Tuesday, October 6, 2015

I Do Not Think It Means What You Think It Means

English is difficult. Many English words have nuances that escape even native English speakers. And many words sound similar but mean very different things. In my experience, these are some of the words most misused, especially by lawyers.

Appraise and Apprise. To appraise something is to assess its value. To apprise is to inform. The jeweler appraised the diamond and apprised the seller of the diamond's value.  

Disinterested and Uninterested.  Disinterested means unbiased, not lacking interest. That's uninterested. You might ask a disinterested party to mediate your case, but if you want him to mediate the case pro bono, he'd likely be uninterested in your offer. 

Hung and Hanged. Hung means suspended. Hanged is an older form of capital punishment.  

Imply and Infer. These words aren't interchangeable. They aren't antonyms in the strict sense, but they do, in a way, have opposite meanings. To imply is to suggest but not state outright.
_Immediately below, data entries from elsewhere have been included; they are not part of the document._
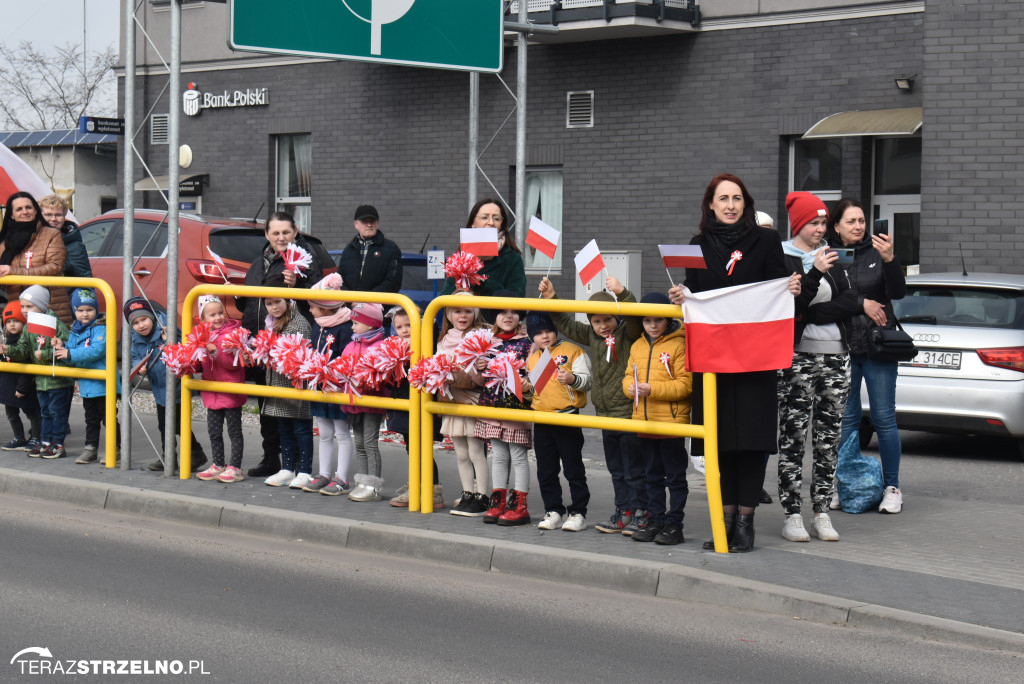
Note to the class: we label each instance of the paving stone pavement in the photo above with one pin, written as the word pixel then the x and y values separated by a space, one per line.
pixel 962 560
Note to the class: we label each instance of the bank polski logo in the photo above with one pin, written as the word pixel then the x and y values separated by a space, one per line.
pixel 189 100
pixel 381 12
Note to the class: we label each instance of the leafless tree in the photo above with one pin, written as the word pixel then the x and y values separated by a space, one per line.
pixel 46 90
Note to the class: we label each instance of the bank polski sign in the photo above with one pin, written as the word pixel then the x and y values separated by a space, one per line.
pixel 463 35
pixel 194 100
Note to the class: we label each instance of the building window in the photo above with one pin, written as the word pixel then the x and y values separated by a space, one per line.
pixel 544 200
pixel 295 177
pixel 159 128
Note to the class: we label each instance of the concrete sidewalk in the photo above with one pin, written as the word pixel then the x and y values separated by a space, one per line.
pixel 925 571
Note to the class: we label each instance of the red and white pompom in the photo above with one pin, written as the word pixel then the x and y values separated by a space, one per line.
pixel 389 358
pixel 238 343
pixel 297 259
pixel 503 373
pixel 285 350
pixel 465 269
pixel 477 343
pixel 262 346
pixel 433 375
pixel 197 341
pixel 341 375
pixel 178 358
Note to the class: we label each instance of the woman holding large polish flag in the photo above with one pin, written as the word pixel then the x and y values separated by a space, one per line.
pixel 737 252
pixel 505 271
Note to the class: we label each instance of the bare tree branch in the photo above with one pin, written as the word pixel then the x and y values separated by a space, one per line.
pixel 46 90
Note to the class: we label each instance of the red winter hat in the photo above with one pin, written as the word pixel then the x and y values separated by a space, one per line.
pixel 804 207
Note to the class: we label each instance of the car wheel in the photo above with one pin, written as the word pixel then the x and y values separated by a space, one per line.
pixel 865 432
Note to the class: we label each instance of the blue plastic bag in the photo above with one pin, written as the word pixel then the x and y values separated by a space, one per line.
pixel 859 478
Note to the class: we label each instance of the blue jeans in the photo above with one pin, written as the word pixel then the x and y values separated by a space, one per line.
pixel 54 405
pixel 881 379
pixel 296 444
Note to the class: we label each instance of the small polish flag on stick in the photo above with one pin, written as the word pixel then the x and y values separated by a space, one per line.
pixel 543 238
pixel 43 325
pixel 543 372
pixel 481 242
pixel 741 329
pixel 589 262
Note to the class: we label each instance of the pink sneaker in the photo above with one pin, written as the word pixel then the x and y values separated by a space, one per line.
pixel 230 474
pixel 210 473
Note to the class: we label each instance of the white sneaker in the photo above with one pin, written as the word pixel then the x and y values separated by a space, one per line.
pixel 552 520
pixel 281 479
pixel 821 524
pixel 300 480
pixel 574 523
pixel 794 528
pixel 892 501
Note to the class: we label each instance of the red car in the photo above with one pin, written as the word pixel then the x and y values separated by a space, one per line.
pixel 238 242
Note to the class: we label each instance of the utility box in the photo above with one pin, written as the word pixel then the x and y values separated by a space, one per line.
pixel 624 264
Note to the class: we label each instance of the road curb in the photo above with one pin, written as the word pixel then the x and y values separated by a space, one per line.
pixel 578 567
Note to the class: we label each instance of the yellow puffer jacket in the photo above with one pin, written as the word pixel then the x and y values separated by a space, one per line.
pixel 669 400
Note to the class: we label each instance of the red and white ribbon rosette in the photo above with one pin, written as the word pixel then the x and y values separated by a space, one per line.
pixel 477 343
pixel 262 346
pixel 464 268
pixel 237 342
pixel 665 358
pixel 503 374
pixel 297 259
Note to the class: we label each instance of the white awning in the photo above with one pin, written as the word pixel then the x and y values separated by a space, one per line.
pixel 877 122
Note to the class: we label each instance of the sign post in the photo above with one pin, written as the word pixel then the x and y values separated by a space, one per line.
pixel 463 35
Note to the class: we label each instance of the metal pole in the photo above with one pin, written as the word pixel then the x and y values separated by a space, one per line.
pixel 520 126
pixel 474 133
pixel 129 227
pixel 173 174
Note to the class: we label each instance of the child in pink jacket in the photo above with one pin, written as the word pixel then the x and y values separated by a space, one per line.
pixel 219 366
pixel 368 332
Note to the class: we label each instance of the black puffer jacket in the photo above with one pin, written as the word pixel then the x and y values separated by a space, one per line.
pixel 876 280
pixel 253 311
pixel 380 272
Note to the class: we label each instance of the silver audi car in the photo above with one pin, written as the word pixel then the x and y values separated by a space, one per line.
pixel 968 377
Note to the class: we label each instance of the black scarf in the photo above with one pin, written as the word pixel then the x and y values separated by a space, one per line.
pixel 15 239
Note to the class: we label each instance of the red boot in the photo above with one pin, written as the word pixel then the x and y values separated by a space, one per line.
pixel 515 510
pixel 497 507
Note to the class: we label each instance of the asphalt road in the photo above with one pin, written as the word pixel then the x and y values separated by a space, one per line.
pixel 93 585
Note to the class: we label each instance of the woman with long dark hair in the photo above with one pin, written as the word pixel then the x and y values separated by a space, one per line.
pixel 29 247
pixel 747 401
pixel 505 271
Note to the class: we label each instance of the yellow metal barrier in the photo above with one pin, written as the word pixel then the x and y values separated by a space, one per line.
pixel 110 375
pixel 708 431
pixel 411 404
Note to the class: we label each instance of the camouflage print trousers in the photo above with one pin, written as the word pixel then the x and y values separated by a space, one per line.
pixel 815 387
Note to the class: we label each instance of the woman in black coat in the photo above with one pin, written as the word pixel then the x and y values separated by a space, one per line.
pixel 281 231
pixel 747 401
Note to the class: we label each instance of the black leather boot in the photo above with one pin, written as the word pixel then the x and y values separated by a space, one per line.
pixel 730 523
pixel 742 537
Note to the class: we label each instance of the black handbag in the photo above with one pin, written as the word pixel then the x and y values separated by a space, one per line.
pixel 890 344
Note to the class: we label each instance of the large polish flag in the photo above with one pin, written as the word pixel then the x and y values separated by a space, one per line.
pixel 682 256
pixel 43 325
pixel 481 242
pixel 589 262
pixel 543 372
pixel 17 176
pixel 543 238
pixel 740 329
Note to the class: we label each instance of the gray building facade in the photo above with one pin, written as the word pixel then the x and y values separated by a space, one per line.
pixel 628 121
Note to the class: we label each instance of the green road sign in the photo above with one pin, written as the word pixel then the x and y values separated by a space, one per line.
pixel 448 34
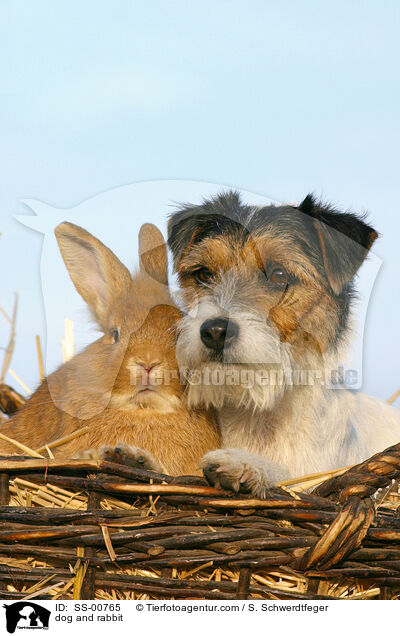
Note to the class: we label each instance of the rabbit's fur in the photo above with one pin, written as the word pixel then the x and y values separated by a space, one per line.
pixel 109 386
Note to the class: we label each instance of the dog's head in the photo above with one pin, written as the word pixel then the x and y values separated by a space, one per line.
pixel 266 288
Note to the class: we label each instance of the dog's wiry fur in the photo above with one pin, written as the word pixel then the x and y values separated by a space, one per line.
pixel 278 429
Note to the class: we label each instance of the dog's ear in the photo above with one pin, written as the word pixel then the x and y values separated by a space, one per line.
pixel 344 240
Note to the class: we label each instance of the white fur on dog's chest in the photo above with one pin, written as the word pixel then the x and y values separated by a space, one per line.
pixel 339 429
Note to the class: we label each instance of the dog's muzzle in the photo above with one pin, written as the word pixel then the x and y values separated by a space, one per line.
pixel 219 333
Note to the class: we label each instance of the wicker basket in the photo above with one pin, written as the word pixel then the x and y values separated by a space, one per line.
pixel 87 529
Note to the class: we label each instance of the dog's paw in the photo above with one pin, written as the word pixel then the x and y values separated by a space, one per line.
pixel 123 454
pixel 239 471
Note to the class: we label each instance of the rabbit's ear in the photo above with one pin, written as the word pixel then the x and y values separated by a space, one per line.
pixel 96 272
pixel 153 253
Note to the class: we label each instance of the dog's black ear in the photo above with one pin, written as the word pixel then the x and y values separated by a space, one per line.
pixel 344 239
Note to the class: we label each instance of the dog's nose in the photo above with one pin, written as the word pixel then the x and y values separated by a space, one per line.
pixel 218 333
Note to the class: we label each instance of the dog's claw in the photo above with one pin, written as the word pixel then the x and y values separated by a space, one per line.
pixel 210 473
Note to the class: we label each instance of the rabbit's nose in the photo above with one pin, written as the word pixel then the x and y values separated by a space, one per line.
pixel 150 367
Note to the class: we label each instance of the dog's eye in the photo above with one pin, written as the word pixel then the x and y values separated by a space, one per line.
pixel 202 275
pixel 279 277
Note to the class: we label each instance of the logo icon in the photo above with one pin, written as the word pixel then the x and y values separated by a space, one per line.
pixel 26 615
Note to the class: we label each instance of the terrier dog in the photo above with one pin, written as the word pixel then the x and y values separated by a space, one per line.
pixel 268 294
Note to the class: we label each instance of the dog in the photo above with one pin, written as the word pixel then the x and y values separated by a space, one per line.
pixel 268 294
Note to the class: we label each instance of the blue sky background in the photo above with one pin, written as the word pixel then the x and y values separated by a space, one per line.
pixel 276 98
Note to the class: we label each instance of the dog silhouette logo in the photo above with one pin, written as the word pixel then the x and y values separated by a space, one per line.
pixel 26 615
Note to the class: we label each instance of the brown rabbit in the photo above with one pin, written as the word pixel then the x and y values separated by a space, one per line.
pixel 125 386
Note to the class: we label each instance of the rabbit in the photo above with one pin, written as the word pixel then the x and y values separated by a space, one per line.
pixel 125 386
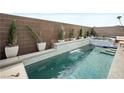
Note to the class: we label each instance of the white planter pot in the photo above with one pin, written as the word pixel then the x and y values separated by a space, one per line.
pixel 41 46
pixel 11 51
pixel 61 41
pixel 73 38
pixel 81 37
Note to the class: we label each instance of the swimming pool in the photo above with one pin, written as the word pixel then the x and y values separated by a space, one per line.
pixel 84 63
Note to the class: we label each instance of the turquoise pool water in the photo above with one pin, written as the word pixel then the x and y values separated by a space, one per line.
pixel 83 63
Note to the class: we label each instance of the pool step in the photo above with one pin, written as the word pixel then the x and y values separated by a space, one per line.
pixel 108 53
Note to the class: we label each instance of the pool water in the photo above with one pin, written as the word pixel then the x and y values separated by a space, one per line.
pixel 83 63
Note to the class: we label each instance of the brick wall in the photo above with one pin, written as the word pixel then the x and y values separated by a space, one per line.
pixel 110 31
pixel 48 31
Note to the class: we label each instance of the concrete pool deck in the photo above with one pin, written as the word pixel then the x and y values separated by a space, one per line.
pixel 117 67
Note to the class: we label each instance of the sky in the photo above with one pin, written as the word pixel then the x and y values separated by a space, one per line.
pixel 62 6
pixel 84 19
pixel 46 7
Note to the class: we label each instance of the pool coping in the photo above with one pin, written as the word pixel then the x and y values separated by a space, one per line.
pixel 58 48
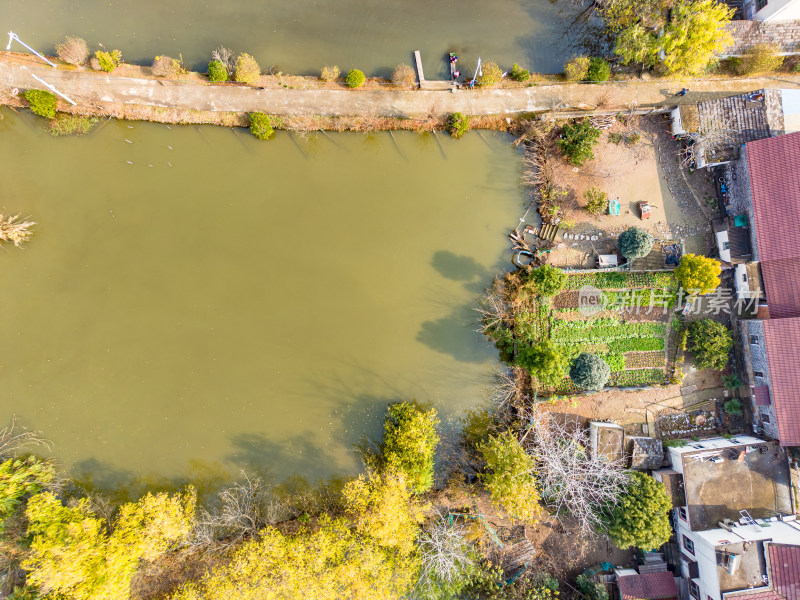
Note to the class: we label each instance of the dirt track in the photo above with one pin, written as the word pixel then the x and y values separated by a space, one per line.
pixel 193 93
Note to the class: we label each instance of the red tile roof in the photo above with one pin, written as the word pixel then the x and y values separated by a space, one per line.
pixel 767 595
pixel 782 341
pixel 761 393
pixel 784 567
pixel 648 586
pixel 774 168
pixel 781 280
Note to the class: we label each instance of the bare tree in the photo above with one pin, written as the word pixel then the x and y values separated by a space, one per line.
pixel 244 509
pixel 572 480
pixel 15 231
pixel 14 438
pixel 226 57
pixel 445 553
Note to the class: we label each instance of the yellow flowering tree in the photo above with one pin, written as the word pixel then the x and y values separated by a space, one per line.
pixel 75 554
pixel 329 562
pixel 382 508
pixel 509 478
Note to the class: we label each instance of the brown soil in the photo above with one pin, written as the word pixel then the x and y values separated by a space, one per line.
pixel 651 170
pixel 185 116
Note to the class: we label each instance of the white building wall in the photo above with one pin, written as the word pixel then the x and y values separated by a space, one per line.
pixel 779 10
pixel 704 555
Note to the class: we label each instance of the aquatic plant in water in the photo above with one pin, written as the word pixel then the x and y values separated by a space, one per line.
pixel 15 231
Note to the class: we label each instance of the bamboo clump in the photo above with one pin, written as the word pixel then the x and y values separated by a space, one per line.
pixel 15 231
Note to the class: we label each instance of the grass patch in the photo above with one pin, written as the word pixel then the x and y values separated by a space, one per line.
pixel 66 124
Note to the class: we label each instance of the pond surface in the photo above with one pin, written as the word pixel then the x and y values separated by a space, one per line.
pixel 225 301
pixel 301 36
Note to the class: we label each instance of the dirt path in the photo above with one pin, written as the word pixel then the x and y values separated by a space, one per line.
pixel 91 88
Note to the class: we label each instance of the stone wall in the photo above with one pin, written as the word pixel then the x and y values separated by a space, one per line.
pixel 785 34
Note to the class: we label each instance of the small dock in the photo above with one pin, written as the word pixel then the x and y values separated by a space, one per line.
pixel 424 84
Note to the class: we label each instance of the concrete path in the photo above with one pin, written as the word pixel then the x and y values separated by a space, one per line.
pixel 87 87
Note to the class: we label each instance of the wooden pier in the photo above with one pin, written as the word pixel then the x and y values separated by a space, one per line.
pixel 424 84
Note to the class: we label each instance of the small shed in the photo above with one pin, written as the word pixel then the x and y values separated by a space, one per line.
pixel 605 261
pixel 648 586
pixel 607 440
pixel 685 119
pixel 645 453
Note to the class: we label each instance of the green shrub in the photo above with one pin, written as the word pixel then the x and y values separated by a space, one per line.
pixel 761 58
pixel 591 589
pixel 733 407
pixel 698 274
pixel 73 51
pixel 42 103
pixel 330 73
pixel 599 70
pixel 247 70
pixel 589 372
pixel 217 71
pixel 508 477
pixel 518 73
pixel 635 243
pixel 596 201
pixel 261 126
pixel 577 140
pixel 544 360
pixel 108 61
pixel 548 280
pixel 355 78
pixel 641 517
pixel 409 444
pixel 576 68
pixel 457 125
pixel 710 342
pixel 66 124
pixel 491 74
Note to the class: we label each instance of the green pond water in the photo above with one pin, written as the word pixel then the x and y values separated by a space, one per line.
pixel 301 36
pixel 228 303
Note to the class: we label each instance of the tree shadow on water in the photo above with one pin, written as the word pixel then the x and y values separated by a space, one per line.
pixel 93 476
pixel 455 335
pixel 457 267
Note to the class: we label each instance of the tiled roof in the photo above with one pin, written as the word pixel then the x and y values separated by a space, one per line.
pixel 782 341
pixel 648 586
pixel 781 279
pixel 761 393
pixel 784 566
pixel 767 595
pixel 740 117
pixel 773 165
pixel 774 168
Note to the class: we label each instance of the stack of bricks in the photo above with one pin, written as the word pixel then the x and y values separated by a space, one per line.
pixel 784 34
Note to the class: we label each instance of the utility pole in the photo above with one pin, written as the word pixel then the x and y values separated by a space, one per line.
pixel 52 87
pixel 13 36
pixel 478 71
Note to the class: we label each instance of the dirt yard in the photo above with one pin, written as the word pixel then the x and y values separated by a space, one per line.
pixel 636 160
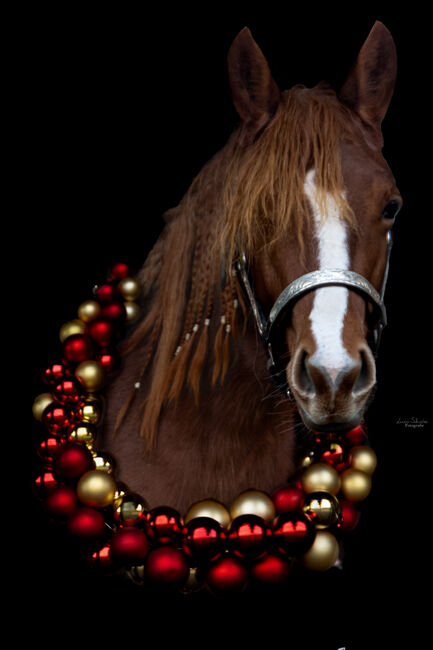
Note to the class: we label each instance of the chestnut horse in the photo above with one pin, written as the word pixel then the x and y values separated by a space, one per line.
pixel 301 186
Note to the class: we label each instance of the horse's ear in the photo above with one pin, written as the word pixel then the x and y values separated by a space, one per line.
pixel 369 87
pixel 255 94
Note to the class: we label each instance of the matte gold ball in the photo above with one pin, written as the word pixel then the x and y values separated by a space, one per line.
pixel 320 476
pixel 96 489
pixel 355 485
pixel 323 552
pixel 253 502
pixel 129 288
pixel 91 374
pixel 75 326
pixel 40 404
pixel 89 310
pixel 209 508
pixel 363 458
pixel 323 508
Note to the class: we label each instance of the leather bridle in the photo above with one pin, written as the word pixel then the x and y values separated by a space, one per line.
pixel 280 311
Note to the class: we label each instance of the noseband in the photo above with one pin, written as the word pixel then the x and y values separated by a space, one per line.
pixel 283 305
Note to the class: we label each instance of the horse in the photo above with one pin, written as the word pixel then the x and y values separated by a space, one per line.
pixel 285 229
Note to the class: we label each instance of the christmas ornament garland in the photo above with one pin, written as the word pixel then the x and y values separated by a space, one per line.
pixel 261 538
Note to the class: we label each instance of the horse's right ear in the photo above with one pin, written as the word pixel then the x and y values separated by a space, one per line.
pixel 255 94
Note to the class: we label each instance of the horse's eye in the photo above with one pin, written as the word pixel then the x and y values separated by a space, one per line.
pixel 391 209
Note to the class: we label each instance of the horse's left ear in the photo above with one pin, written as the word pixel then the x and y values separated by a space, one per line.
pixel 256 95
pixel 370 84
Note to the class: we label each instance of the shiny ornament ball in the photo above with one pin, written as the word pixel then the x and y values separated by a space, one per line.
pixel 363 458
pixel 253 502
pixel 293 533
pixel 322 508
pixel 165 525
pixel 89 310
pixel 72 461
pixel 91 374
pixel 96 489
pixel 167 565
pixel 132 510
pixel 209 508
pixel 288 497
pixel 227 575
pixel 248 536
pixel 355 485
pixel 40 403
pixel 323 553
pixel 272 569
pixel 129 288
pixel 61 501
pixel 204 539
pixel 72 328
pixel 77 348
pixel 86 523
pixel 320 476
pixel 59 419
pixel 129 545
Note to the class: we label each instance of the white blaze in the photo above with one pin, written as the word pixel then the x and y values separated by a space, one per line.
pixel 330 303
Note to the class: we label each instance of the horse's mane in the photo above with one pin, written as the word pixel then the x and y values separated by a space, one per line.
pixel 244 198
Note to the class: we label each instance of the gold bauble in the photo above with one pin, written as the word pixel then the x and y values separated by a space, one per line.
pixel 323 509
pixel 129 288
pixel 132 311
pixel 355 485
pixel 91 411
pixel 364 458
pixel 84 432
pixel 253 502
pixel 40 404
pixel 320 476
pixel 70 328
pixel 91 374
pixel 89 310
pixel 209 508
pixel 323 553
pixel 96 489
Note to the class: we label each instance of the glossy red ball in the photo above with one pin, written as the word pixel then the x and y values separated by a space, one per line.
pixel 77 348
pixel 271 569
pixel 72 461
pixel 168 565
pixel 61 501
pixel 129 546
pixel 86 523
pixel 288 497
pixel 227 575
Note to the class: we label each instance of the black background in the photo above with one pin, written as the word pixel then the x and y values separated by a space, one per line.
pixel 112 113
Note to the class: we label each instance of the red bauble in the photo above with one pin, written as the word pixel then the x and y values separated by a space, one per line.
pixel 86 523
pixel 293 533
pixel 59 419
pixel 288 497
pixel 168 565
pixel 248 536
pixel 67 389
pixel 119 271
pixel 53 371
pixel 101 332
pixel 61 501
pixel 129 546
pixel 72 461
pixel 227 575
pixel 271 569
pixel 165 524
pixel 349 515
pixel 77 348
pixel 204 539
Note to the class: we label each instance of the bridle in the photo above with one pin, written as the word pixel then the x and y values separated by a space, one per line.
pixel 267 327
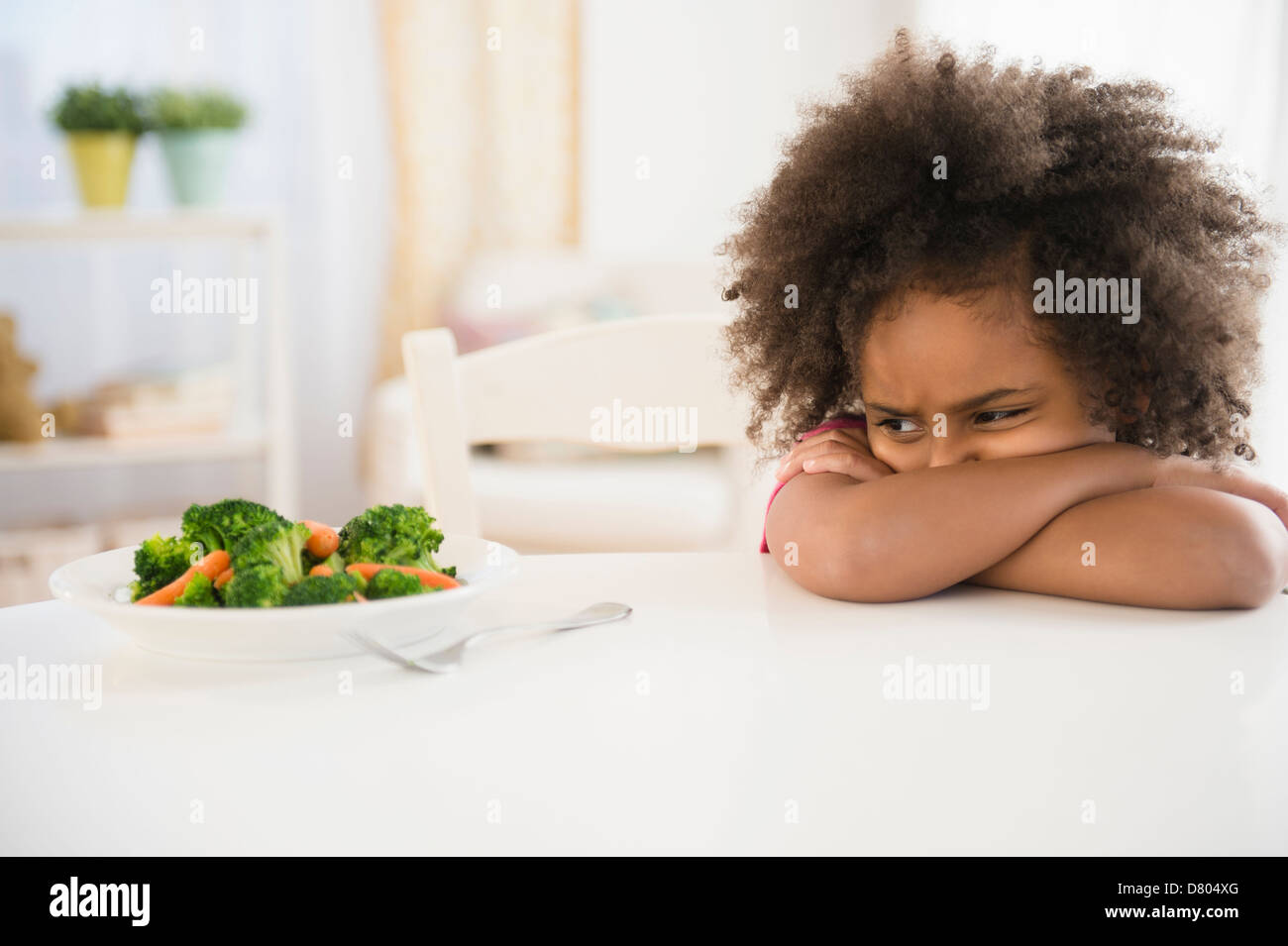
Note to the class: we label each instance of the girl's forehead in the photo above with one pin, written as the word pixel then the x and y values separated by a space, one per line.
pixel 940 351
To infer is to guess based on context clues. Thus, a speaker will imply and a listener will infer based on the speaker's implication.

Ironic and Coincidental. Irony is a disconnect between actual events and what's expected. If you travel to Utah to ski, and there's no snow in Utah, but snow at your house, that's ironic. A coincidence occurs when seemingly unrelated events happen simultaneously. If you make a last-minute trip to Utah to ski and your friend also decides to travel to Utah to ski at the last minute, that's coincidence. 

Practicable and Practical. Practicable means easy to perform or put in practice. Practical means many things, including sensible and suitable. A practical solution to a problem may not always be practicable.